Para llegar a la soledad no deseada, sino impuesta, pocos atajos tan directos como el dolor.

Pero qué ambigua es esa palabra; tan ambigua como hablar por separado de alma y cuerpo. Cuando digo dolor, no me refiero sólo al del espíritu, sino al físico, y uno y otro están más imbricados de lo que creemos. Si en su instante lográramos diferenciarlos con precisión, afirmaríamos que el moral es más participable, más susceptible de compasión o condolencia, mientras que el físico nos enajena y nos aísla. Pero ¿se dan el uno sin el otro?

He estado enfermo. La enfermedad provoca un alejamiento que nos deja olvidados y desnudos. El dolor del cuerpo nos enfrenta sólo con él mismo y con la amenaza de la cual nos advierte, ya que tal advertencia es su único sentido. Si el dolor físico fuese gratuito, sería una incomprensible maldad de la Naturaleza.

Dicen que cuando el dolor nos emplaza, cualquiera que sea, no hay que escurrirle el bulto, sino sacarle el máximo partido: abrazarlo, asumirlo, hacerlo sangre nuestra, no pérdida de sangre. Dicen que ningún sufrimiento, si no es asimilado, nos hará ni más nobles ni más dignos. El sufrimiento es en sí torpe y feo y humillante como una mala digestión: por eso yo me oculto; pero dicen que en la incognoscible retórica de la vida, actúa igual que una parresia, que transforma el insulto en elogio. Para ello, sin embargo, sería preciso dominar tal retórica. Puede que la vida, como el viejo rey Midas, convierta en oro cuanto toca; pero eso sólo sucede si se ha convertido de antemano en provechosa la soledad que produce el dolor. Cuánta generosidad se necesita para alcanzar tal cima.

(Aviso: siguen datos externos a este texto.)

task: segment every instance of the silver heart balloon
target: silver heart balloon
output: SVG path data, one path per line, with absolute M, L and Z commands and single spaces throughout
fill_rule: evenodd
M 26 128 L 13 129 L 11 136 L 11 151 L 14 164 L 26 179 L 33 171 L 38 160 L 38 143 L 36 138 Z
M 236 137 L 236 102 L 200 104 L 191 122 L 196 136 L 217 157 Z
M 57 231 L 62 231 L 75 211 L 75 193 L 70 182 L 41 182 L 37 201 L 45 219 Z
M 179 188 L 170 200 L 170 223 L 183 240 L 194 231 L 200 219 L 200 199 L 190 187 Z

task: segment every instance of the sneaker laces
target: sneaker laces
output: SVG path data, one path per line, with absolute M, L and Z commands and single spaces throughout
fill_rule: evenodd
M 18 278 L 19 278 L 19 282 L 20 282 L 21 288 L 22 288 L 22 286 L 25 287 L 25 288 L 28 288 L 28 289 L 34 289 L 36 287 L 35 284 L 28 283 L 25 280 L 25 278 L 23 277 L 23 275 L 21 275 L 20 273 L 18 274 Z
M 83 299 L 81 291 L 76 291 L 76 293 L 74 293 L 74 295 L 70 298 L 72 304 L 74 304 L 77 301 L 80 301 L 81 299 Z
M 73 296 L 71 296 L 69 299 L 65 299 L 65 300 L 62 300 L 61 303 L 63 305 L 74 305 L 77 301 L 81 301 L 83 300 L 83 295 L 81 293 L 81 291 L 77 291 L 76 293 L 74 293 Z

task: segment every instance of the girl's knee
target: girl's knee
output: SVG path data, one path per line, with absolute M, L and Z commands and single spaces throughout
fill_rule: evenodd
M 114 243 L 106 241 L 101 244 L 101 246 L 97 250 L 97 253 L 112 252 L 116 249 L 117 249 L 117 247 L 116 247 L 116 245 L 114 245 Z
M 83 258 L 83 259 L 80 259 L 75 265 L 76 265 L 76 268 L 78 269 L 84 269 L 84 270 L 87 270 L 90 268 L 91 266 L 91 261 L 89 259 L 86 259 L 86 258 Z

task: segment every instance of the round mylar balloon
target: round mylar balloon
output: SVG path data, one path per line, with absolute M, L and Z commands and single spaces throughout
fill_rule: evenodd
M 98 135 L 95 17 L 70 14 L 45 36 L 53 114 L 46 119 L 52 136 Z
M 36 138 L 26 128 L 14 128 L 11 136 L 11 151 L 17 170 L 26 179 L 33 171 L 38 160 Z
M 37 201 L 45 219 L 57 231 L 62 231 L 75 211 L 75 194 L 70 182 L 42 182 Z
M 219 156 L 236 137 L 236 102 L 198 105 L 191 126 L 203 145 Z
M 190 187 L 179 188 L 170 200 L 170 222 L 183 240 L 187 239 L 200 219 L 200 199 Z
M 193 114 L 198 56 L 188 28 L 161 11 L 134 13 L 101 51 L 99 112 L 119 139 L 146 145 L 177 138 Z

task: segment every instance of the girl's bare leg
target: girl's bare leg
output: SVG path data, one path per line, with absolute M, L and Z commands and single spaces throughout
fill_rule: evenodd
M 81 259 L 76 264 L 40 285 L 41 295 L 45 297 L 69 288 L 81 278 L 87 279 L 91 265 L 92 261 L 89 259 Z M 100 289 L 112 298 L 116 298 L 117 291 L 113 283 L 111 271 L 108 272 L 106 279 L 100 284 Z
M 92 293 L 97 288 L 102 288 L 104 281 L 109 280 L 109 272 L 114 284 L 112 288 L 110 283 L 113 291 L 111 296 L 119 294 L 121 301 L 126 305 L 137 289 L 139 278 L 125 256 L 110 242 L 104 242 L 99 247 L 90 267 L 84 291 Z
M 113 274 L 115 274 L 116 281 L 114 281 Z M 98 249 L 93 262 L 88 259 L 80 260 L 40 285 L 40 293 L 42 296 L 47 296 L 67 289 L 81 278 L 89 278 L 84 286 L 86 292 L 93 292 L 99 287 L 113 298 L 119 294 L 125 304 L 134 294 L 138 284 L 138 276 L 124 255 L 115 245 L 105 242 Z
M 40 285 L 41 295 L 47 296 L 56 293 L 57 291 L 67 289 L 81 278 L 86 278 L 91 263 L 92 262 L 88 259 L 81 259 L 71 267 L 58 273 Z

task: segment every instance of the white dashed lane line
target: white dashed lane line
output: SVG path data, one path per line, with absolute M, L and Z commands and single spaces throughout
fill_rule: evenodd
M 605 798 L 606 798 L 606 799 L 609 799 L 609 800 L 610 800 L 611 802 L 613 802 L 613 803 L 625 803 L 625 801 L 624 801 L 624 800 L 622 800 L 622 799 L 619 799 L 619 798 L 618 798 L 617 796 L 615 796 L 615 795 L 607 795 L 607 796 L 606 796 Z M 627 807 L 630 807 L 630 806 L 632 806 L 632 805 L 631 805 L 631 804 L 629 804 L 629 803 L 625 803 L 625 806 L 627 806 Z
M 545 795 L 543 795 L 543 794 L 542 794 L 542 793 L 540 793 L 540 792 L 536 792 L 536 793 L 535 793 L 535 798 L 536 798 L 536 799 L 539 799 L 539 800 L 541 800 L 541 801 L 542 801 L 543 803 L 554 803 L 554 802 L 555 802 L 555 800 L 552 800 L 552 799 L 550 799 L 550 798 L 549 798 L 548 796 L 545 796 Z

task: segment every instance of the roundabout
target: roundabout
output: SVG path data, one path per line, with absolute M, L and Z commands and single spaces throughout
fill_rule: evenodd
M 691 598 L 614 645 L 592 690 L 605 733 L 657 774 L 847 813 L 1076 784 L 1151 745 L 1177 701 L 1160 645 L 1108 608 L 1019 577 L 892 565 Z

Al principio, el dolor atrae un ofrecimiento mayor de compañía, más comprensión, más amabilidad. Pero, si se prolonga, desanima y hastía a los acompañantes, inmunizados por sus continuas manifestaciones. El dolorido acaba por quedarse con su dolor a solas. ¿Qué define el dolor precisamente más que el ensimismamiento del que lo padece? No es algo cuya esencia se observe, ni algo que se comunique o se contagie, ni algo que se mida, por muy afinados que sean los aparatos de los físicos. Para quien no lo siente, es incomprensible e inaccesible: por eso yo me callo. Él se apodera de un cuerpo y de un alma, y los envuelve, y los transporta a su lóbrego reino. El único testimonio que da de sí es un comportamiento externo —llantos, quejas, gemidos, expresiones descompuestas—, un lenguaje que comprendemos, pero que, como todos los lenguajes, puede ser falseado por quien lo emplea y malentendido por quien lo percibe. Porque un lenguaje no es sólo un vocabulario, sino mucho más; un lenguaje no se posee hasta que no se es poseído por él. Y eso es lo que sucede con el dolor: no se entiende hasta que uno mismo es el doliente, su vasallo exclusivo, inhábil para aprender o entender otro idioma, o acatar otras órdenes. Y, aun así, ningún dolor es el mismo para todos, ni jamás se repite. El que siento hoy por Farax es diferente del que sentí por Jalib, e incluso del que sentí ayer por Farax mismo. El dolor (por eso yo me aíslo) es lo más personal que existe. Más que la salud, que es un equilibrio y una euforia relativos a un ambiente; más que el amor, que requiere su espejo; más que la felicidad, que es difusiva y necesita un campo donde obrar, y nos radica en él y de él nos baña.